Jake Wakefield, who graduated from high school in Fort Collins, Colorado, in 2003, recalls that April 20 was the date of his Senior Ditch Day. One reason for the chosen date was “a tongue-in-cheek thing,” he told me; April 20 is an unofficial cannabis holiday. But he remembered students talking about another reason: “If someone wanted to re-create Columbine, the seniors wouldn’t be there, so we’d be okay.”
This second reason was sort of a joke, as far as Wakefield remembered—but it was still on seniors’ minds on Ditch Day. For Wakefield and many others who attended high school in the years shortly after the Columbine High School shooting, on April 20, 1999, the tragedy became a cultural touchstone, imprinting itself on teens’ minds and coloring their high-school years with nervous jokes, new fears, and new routines.
When I spoke with people who were in high school around the time of the Columbine shooting about how the school experience changed, one of the first things that came to mind for them was the introduction of school-shooter drills.
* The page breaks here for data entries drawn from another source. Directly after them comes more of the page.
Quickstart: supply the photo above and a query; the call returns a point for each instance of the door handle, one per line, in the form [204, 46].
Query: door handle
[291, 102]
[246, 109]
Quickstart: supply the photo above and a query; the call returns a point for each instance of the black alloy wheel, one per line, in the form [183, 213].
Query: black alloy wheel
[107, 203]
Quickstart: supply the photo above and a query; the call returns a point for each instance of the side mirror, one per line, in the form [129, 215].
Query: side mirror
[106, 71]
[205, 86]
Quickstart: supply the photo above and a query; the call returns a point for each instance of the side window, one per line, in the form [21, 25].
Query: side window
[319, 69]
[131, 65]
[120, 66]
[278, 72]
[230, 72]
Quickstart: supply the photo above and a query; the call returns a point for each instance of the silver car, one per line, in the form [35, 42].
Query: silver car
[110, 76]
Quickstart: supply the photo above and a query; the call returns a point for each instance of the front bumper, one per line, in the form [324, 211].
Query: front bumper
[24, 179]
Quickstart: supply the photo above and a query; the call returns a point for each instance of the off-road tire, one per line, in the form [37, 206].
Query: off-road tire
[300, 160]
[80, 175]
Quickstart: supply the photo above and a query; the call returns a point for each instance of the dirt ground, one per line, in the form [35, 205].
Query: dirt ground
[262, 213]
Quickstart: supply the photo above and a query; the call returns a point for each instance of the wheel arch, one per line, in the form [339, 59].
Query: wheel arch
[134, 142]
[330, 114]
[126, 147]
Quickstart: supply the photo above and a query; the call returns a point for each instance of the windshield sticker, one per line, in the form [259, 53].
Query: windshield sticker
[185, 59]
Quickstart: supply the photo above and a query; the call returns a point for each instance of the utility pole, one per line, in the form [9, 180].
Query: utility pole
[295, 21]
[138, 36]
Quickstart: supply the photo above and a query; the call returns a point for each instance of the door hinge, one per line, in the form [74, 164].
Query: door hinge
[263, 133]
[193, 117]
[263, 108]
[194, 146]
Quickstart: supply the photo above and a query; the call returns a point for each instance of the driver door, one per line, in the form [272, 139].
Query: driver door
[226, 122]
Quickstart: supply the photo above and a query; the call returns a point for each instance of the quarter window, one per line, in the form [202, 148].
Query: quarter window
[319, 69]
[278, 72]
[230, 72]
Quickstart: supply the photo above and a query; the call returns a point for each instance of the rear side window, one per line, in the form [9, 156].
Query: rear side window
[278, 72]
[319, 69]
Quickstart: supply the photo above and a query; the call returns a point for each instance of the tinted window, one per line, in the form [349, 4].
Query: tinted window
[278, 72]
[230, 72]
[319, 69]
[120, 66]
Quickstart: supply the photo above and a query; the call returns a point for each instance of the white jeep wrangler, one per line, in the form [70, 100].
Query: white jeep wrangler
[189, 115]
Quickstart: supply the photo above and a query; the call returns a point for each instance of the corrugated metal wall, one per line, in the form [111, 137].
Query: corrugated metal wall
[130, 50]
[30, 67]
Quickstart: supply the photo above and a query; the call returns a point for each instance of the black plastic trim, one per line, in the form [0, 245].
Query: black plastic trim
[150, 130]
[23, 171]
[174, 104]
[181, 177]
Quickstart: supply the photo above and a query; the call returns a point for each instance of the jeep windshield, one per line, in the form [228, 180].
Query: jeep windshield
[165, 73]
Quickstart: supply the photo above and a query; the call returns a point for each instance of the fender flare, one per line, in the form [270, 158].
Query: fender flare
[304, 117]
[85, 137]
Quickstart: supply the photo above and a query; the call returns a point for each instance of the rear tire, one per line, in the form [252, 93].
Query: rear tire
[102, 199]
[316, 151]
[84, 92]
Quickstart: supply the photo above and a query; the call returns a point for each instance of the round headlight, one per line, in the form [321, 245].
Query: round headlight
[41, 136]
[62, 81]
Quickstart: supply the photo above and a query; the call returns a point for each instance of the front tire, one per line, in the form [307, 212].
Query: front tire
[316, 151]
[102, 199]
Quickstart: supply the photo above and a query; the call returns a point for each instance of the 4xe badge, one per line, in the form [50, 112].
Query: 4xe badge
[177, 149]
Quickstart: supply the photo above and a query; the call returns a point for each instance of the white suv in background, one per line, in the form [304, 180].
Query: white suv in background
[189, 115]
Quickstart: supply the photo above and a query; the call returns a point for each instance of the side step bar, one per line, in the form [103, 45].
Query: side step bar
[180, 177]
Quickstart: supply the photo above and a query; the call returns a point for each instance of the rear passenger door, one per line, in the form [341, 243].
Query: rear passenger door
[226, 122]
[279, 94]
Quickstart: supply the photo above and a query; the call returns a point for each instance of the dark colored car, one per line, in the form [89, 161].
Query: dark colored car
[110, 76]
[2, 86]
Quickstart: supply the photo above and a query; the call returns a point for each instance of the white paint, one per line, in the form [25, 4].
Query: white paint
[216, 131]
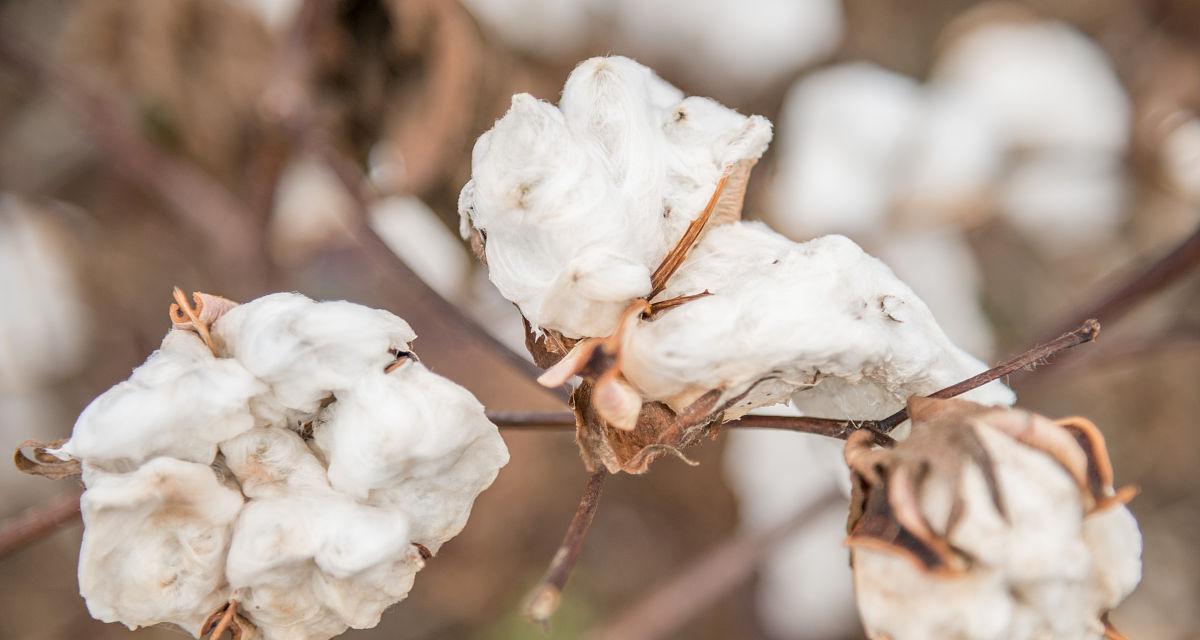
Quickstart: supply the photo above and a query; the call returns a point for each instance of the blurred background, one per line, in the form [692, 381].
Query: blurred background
[1012, 161]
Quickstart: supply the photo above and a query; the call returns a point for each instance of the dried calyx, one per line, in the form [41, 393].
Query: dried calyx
[280, 468]
[989, 522]
[612, 222]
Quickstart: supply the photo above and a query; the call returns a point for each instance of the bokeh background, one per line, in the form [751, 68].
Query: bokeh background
[1012, 161]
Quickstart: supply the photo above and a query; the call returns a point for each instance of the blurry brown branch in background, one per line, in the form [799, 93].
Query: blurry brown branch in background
[719, 570]
[197, 201]
[544, 599]
[37, 522]
[1155, 277]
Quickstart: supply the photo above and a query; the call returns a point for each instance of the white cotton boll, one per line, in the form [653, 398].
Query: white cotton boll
[43, 334]
[1065, 202]
[1051, 568]
[311, 210]
[415, 233]
[276, 15]
[899, 602]
[180, 402]
[941, 268]
[309, 567]
[305, 351]
[579, 204]
[1181, 156]
[820, 318]
[414, 442]
[271, 462]
[742, 45]
[1043, 83]
[957, 154]
[154, 543]
[844, 131]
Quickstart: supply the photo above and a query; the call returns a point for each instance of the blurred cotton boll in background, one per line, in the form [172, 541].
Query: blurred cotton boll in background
[715, 46]
[804, 590]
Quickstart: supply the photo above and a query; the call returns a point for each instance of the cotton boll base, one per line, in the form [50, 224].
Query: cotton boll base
[154, 543]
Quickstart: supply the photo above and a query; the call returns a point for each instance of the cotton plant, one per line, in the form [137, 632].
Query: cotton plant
[283, 466]
[631, 267]
[990, 524]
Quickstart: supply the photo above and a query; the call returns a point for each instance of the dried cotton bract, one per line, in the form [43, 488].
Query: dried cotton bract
[305, 466]
[612, 223]
[577, 204]
[989, 524]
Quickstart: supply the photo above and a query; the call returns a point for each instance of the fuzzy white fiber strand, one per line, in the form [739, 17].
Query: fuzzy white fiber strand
[579, 203]
[154, 543]
[311, 538]
[305, 351]
[181, 402]
[388, 444]
[1047, 570]
[820, 322]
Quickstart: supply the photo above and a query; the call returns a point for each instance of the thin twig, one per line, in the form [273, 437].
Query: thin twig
[544, 599]
[1026, 360]
[37, 522]
[672, 603]
[1155, 277]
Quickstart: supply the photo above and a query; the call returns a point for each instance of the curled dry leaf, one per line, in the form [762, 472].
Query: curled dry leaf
[989, 522]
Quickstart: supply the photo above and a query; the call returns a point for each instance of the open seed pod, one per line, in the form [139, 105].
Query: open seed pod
[611, 221]
[281, 468]
[989, 522]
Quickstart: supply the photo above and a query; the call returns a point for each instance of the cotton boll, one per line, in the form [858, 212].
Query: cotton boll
[989, 524]
[844, 133]
[305, 351]
[180, 404]
[1065, 202]
[43, 335]
[955, 156]
[414, 442]
[941, 268]
[154, 543]
[900, 603]
[809, 316]
[732, 45]
[1181, 156]
[311, 210]
[271, 462]
[309, 567]
[1043, 83]
[577, 205]
[547, 28]
[415, 233]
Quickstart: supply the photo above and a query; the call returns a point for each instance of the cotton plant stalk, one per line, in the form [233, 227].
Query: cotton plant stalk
[283, 467]
[612, 221]
[990, 524]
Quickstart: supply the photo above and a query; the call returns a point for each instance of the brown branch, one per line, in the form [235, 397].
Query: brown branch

Wakefield, who was in eighth grade at Lucile Erwin Middle School, in Loveland, Colorado, when the shooting occurred, underwent his first drills that same spring, which he remembered felt somewhat “rushed,” albeit “well intentioned.” He recalled a drill in the school gym where “they had us line up as far away from the door as we could, and all in a line against the wall.” He said he looked up at the small windows of the gym and thought, There’s just enough room to fit a gun through, and we’re all perfectly lined up. I wonder if they’re going to rethink this plan eventually. Wakefield went to a different middle school for ninth grade and then moved up to high school, where he said the drills were “more ironed out.” (The school districts mentioned in this story either did not have records of specific school policies or did not return requests for comment, so policies are described as the students remember them.)